PRINTABLE VERSION   EMAIL TO A FRIEND   RSS FEEDS 20:52 UK, 13th Aug 2010, by Agrimoney.com
Acreage war and stocks fall send cotton to new top

Cotton prices touched their highest for more than two years, boosted by a deep cut to US estimates for world inventories of the commodity, which may be further dented by crop damage caused by Pakistan's flood.

New York's October cotton contract jumped 2.9% to 89.17 cents a pound, the highest for a spot contract since March 2008, before losing some ground to close at 87.52 cents a pound.

The better-traded December lot finished 0.8% higher at a three-month high of 84.18 cents a pound.

The increases reflected a continuing reaction to Thursday's slice of 4.3m bales, to 45.6m bales, in the US Department of Agriculture's estimate for world cotton inventories at the close of 2010-11, reflecting a big downgrade to historical estimates for China's stocks.
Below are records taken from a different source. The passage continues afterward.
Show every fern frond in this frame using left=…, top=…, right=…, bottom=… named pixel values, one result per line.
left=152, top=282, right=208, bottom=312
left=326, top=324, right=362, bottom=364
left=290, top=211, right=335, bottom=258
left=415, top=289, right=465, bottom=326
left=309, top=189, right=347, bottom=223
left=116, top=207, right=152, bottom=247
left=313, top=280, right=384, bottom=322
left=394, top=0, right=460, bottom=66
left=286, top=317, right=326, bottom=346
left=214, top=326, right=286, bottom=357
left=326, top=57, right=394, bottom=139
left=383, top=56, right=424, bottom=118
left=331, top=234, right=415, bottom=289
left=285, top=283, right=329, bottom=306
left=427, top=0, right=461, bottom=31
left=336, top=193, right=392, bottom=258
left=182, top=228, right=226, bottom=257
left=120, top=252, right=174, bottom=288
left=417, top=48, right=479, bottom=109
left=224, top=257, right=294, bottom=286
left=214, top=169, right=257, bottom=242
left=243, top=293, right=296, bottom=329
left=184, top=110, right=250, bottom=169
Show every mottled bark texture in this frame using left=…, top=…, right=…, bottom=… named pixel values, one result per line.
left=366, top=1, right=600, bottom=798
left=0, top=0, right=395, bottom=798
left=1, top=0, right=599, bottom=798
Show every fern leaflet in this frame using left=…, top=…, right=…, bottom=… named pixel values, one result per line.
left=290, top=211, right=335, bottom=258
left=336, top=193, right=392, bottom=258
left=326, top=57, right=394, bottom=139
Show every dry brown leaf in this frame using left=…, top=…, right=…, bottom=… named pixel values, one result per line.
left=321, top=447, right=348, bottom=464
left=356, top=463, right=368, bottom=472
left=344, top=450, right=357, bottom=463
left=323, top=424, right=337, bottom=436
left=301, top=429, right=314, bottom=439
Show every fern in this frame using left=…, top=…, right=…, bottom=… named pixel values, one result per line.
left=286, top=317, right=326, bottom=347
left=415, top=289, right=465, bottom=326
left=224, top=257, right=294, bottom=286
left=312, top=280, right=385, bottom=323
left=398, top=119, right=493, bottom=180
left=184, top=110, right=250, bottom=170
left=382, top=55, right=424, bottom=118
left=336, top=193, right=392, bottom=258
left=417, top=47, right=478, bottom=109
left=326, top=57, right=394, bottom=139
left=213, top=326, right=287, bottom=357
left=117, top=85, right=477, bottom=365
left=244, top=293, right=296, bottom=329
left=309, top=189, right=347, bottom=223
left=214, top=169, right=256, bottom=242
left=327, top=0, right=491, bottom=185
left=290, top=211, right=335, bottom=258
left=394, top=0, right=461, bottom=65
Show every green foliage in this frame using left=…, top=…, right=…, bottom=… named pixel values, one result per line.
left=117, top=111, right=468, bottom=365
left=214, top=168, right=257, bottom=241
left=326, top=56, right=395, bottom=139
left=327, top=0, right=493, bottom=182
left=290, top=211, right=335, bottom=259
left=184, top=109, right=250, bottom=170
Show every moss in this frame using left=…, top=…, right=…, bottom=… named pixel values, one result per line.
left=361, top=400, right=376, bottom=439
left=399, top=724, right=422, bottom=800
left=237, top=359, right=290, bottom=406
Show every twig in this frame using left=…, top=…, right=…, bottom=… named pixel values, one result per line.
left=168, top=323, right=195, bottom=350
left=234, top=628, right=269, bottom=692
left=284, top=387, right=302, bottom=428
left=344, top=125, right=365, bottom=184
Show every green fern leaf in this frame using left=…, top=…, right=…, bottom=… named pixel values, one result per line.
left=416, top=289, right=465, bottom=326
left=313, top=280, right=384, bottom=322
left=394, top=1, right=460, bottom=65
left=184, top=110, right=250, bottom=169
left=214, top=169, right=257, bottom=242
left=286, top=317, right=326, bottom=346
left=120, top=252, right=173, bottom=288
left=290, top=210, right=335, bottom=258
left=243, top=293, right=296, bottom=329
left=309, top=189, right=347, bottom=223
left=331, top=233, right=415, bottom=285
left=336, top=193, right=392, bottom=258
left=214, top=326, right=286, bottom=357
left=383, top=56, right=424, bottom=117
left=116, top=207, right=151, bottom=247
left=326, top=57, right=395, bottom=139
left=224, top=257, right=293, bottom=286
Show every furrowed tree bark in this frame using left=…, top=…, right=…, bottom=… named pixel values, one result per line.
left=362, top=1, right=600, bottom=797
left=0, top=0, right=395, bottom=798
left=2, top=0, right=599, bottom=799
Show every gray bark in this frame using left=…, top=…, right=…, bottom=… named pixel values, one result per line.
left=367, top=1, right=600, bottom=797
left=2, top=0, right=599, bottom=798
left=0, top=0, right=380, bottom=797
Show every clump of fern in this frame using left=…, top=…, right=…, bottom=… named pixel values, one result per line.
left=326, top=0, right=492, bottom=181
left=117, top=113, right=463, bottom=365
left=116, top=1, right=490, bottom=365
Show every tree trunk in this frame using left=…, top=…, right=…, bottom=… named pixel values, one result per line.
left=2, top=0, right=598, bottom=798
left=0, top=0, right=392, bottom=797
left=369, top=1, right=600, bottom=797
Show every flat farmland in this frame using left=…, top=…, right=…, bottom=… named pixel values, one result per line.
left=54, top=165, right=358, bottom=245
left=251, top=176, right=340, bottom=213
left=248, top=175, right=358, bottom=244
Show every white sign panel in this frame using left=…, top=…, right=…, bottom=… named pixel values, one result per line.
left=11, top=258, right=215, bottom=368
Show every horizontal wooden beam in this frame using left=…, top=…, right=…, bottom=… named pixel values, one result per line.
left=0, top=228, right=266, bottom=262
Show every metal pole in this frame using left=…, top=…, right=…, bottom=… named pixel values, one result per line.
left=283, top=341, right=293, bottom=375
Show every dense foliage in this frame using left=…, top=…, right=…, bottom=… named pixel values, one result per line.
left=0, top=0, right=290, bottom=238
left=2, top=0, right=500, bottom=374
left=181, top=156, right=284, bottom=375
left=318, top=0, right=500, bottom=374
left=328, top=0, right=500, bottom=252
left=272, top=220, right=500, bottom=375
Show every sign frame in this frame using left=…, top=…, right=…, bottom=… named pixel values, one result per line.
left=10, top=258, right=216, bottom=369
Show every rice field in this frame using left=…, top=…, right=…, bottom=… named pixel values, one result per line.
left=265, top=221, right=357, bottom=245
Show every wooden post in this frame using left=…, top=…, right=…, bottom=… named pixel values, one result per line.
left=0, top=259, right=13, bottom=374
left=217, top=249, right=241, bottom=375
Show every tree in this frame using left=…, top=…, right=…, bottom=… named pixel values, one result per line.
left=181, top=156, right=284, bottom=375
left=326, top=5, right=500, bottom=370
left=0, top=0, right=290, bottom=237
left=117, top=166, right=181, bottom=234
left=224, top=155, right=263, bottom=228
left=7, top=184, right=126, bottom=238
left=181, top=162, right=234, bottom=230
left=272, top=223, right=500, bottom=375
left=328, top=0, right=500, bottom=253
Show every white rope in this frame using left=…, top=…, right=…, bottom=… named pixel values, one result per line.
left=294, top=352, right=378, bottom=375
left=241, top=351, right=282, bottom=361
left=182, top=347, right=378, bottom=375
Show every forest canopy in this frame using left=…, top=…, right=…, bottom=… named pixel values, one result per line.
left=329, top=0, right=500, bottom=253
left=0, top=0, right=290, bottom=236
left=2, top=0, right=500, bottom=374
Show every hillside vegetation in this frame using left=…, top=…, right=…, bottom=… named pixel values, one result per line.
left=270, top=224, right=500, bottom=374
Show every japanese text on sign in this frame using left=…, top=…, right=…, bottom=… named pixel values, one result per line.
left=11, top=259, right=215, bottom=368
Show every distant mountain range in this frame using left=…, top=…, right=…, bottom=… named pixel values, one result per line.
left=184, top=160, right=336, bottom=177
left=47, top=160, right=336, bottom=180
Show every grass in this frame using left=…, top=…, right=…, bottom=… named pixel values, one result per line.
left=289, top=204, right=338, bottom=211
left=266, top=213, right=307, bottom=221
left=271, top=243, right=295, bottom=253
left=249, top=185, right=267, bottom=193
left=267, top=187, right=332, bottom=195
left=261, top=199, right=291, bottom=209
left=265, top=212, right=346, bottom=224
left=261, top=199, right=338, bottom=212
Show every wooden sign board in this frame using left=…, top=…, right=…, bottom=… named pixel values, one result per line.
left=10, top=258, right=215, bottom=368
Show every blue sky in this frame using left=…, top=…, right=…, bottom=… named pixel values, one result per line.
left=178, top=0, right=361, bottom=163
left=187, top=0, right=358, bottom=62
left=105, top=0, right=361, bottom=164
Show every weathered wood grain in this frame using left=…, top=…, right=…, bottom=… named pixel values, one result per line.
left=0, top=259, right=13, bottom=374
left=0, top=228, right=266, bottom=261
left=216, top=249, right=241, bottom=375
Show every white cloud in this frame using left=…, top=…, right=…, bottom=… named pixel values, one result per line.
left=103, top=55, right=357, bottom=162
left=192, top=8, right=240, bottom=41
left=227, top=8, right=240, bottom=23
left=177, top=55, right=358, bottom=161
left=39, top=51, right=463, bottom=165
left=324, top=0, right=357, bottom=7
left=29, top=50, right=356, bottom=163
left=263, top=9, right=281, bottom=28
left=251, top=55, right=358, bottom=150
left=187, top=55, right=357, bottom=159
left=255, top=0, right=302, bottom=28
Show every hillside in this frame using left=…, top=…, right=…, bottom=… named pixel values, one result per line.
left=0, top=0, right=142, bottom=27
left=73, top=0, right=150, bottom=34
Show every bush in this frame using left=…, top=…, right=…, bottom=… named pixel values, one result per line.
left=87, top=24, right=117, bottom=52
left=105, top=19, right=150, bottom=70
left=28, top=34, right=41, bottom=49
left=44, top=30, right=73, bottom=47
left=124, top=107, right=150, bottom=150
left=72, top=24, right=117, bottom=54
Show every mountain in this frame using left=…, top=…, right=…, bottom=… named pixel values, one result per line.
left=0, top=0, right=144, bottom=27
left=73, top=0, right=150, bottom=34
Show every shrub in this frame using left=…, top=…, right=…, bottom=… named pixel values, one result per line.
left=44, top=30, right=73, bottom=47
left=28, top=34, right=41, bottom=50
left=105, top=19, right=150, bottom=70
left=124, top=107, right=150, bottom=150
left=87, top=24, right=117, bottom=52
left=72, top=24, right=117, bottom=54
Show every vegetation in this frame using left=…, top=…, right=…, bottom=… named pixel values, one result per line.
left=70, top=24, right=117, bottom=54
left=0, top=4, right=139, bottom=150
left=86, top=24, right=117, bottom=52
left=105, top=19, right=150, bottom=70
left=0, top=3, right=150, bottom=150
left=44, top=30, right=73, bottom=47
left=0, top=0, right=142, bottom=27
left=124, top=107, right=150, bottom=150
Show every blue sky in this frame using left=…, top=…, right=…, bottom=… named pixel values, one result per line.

The revision reduced to a 16-year low of 38%, from a previous estimate of 42%, cotton's stocks-to-use ratio - a key measure of supply tightness which in turn has a big influence on prices.

"The report was very bullish for cotton," Jake Wetherall at Rabobank told Agrimoney.com.

Acreage battle

However, the yarn's buoyancy also reflected cotton's ranking among those crops competing for the attention of US farmers, who are seen as increasingly turning back to grains, given the rally in Chicago prices.

"We are starting to see wheat, cotton, corn and soybeans moving in tandem somewhat, because of the battle for acreage," Mr Wetherall said.

Cotton plantings in America, the world's top exporter of the commodity by a distance, slumped from 5.2m acres (2.1m hectares) before the 2007-08 grain price spike to 3.0m acres last season.

'Significant damage'

The yarn's price prospects have also been underpinned by the floods in Pakistan, which the United Nations on Friday said had directly affected 13.8m people, and destroyed or inundated nearly 700,000 hectares of standing crops.

Cotton - which is, with rice, Pakistan's main crop in the June-to-November "kharif" season - is seen as likely to have felt the brunt of the disaster.

The USDA said: "The preliminary assessment is that significant damage has occurred, particularly to the major cotton areas in Punjab and Sindh."

Pakistan is the smallest of the world's big four cotton-producing countries, with China, India and the US, and is the third-ranked consumer of the commodity.